Hay muchos
modos de partir la humanidad en dos, hombre y mujer, juventud y vejez, ricos y
pobres, guapos y feos. Hay otra no claramente evidente, la que está en el
origen de nuestras acciones, de nuestros deseos, de nuestra voluntad de hacer
mundo, la que separa a los hombres entre resentidos y vitalistas. El
resentimiento que nace del sentido de una injusticia jamás resarcida amarga al
hombre, lo angustia, socava los principios de una personalidad equilibrada. El
vitalista es el hombre que se adapta a la vida que le toca, que convierte los
obstáculos en puntos de apoyo para transformarse.
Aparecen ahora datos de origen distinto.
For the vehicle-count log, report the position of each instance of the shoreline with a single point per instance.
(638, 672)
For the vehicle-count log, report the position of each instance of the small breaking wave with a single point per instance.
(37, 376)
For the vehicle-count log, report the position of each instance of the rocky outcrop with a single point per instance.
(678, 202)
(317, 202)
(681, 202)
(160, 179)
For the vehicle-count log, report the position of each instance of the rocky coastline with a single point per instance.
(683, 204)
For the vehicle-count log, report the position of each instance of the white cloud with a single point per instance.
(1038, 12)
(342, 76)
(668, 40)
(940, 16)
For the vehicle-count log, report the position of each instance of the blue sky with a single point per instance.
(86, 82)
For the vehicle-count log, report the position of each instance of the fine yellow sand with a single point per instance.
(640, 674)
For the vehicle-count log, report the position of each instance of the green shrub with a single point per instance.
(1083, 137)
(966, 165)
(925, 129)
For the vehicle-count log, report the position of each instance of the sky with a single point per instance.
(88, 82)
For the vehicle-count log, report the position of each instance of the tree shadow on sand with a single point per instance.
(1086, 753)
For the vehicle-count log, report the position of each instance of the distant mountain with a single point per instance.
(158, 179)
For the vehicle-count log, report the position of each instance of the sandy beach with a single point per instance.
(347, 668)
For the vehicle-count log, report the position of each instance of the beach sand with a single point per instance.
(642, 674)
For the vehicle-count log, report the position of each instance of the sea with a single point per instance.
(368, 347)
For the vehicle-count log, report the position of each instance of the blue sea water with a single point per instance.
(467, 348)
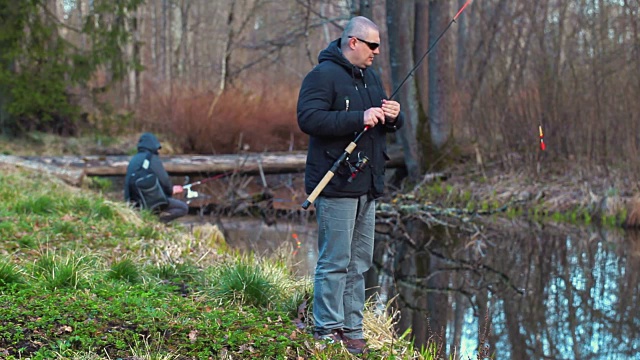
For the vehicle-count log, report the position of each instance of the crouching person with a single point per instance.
(148, 185)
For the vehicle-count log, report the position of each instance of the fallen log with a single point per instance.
(253, 163)
(72, 176)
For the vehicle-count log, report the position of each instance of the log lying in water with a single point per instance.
(71, 176)
(253, 163)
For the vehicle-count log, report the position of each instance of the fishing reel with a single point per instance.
(363, 160)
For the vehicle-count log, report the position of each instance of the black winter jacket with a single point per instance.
(148, 143)
(331, 105)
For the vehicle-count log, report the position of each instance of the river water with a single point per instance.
(519, 290)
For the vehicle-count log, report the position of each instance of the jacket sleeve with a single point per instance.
(315, 114)
(161, 173)
(391, 127)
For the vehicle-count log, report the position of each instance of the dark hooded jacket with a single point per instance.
(148, 144)
(331, 105)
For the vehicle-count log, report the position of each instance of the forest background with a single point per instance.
(210, 75)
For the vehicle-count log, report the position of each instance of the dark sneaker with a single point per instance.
(355, 346)
(335, 336)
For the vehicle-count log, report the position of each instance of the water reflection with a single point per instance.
(527, 291)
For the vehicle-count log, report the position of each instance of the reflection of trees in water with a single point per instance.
(548, 291)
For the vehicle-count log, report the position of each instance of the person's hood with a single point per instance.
(334, 53)
(149, 142)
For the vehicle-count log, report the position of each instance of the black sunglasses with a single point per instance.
(371, 45)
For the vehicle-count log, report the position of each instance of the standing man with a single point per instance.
(159, 196)
(338, 98)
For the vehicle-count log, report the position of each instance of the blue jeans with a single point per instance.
(346, 228)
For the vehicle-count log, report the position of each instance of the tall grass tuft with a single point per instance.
(9, 274)
(60, 273)
(41, 205)
(125, 270)
(246, 283)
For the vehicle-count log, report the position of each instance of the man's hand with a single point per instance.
(373, 116)
(391, 109)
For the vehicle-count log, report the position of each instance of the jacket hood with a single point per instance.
(149, 142)
(334, 53)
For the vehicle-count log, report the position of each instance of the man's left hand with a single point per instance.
(391, 109)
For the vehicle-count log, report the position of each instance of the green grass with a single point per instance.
(82, 277)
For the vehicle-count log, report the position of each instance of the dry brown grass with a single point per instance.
(256, 120)
(633, 212)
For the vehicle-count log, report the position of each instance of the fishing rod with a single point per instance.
(352, 145)
(194, 194)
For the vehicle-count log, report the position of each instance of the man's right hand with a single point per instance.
(373, 116)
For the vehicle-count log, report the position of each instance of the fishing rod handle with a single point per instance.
(321, 185)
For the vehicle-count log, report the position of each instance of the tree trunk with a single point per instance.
(401, 60)
(440, 76)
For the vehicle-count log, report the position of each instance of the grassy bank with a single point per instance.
(82, 277)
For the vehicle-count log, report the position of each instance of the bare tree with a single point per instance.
(401, 60)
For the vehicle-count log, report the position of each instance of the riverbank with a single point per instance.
(82, 276)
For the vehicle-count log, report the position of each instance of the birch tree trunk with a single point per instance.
(401, 60)
(440, 75)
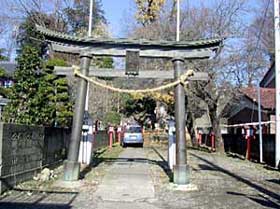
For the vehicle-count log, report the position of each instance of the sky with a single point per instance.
(114, 12)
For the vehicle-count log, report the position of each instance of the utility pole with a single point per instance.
(260, 123)
(89, 35)
(277, 80)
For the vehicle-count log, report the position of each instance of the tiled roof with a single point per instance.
(214, 42)
(267, 96)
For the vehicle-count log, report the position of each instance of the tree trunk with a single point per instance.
(191, 129)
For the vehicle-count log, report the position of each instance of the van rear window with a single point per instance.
(134, 129)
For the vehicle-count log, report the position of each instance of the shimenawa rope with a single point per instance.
(183, 78)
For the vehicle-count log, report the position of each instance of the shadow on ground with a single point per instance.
(162, 163)
(38, 199)
(260, 199)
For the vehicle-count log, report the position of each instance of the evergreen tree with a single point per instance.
(24, 107)
(38, 97)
En su punto más escorado el
resentido es un amargado, siempre disconforme que no se encuentra a gusto más
que en la infelicidad. El vitalista más adaptable llega a ser un conformista
que puede llegar a convivir con la podredumbre. Hay una ética del resentimiento
como la hay del conformismo, del mismo modo que hay políticos resentidos cuya
pulsión antes que la construcción es la destrucción, políticos cuyas palabras y
gestos, cuya expresión tiende hacia la ira, el odio y la amenaza, como hay
aquellos otros que en su rostro bonachón se trasparenta el mejor de los mundos o la
ilusión de nada mover para no empeorar.